The breakfast event is more about networking than newsmaking, and a moderator noted at the outset that the 510(k) topic wasn’t on the agenda. Instead, Berg began with a broad overview of the office and its mission.

“It’s certainly good to be back home,” said Berg, who began his FDA career as an investigator in Dallas and most recently worked in the Chicago office.

“The best way to characterize the state of the Minneapolis District Office here is: it’s improving,” Berg said. The office is settling into its new space on Marquette Avenue in downtown Minneapolis. It’s seen “a little uptick” on some of its budget lines, and recently won new food safety authority from Congress.

Berg echoed some of the recent tone from Washington about the importance of not only protecting the public but also facilitating innovation. “We can’t have a system that is so stringent that it doesn’t allow new products,” he said.

He spoke about balancing risks between protecting patient safety and providing them access to new products and treatments, but he also left no doubt that public safety comes first.

Berg spoke about the FDA’s efforts to speed up the issuance of warning letters and conduct follow-up inspections within six months of enforcement. He also asked industry for help by responding to 483 letters within 15 business days or sooner, if possible.

Philips and inspections supervisor Rhonda Mecl each drilled down into the office’s 2010 numbers.
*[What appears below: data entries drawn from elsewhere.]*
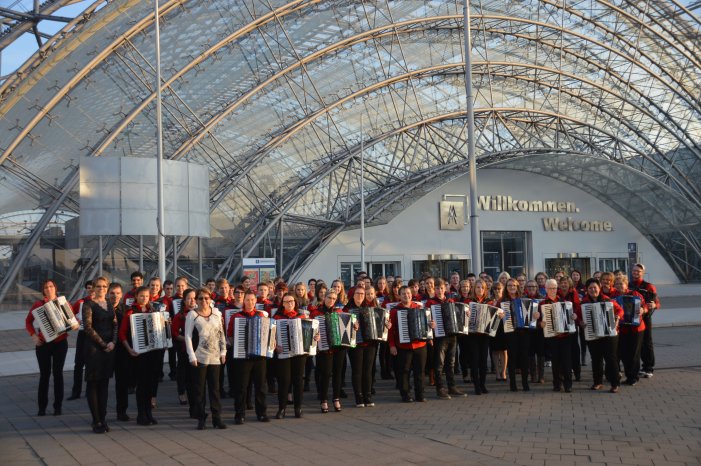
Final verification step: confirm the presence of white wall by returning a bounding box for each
[298,169,679,284]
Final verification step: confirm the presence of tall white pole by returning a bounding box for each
[360,114,365,270]
[463,0,482,274]
[153,0,166,280]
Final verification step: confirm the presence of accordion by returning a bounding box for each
[615,295,641,327]
[397,308,433,344]
[315,312,356,351]
[431,303,469,338]
[232,316,277,359]
[275,319,319,359]
[32,296,80,343]
[501,298,532,333]
[350,307,389,344]
[539,301,577,338]
[469,303,500,337]
[582,301,618,341]
[129,307,173,354]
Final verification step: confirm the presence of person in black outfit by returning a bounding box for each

The district’s 92 inspectors conducted about 600 investigations, which generated 21 warning letters. Of those, 17 went to food companies, three went to drug makers, and one went to a device company (Frontier Medical Products, a Wisconsin company called out for six violations.)

Another 35 device companies received less-severe 483 letters, which give recipients time to correct problems without any punitive action.

Mecl said that her staff is “pretty stable” now, but nine of her 14 medical device inspectors have less than two years of experience. Overall, the office’s inspection staff has grown from 49 in 2008 to 92 today.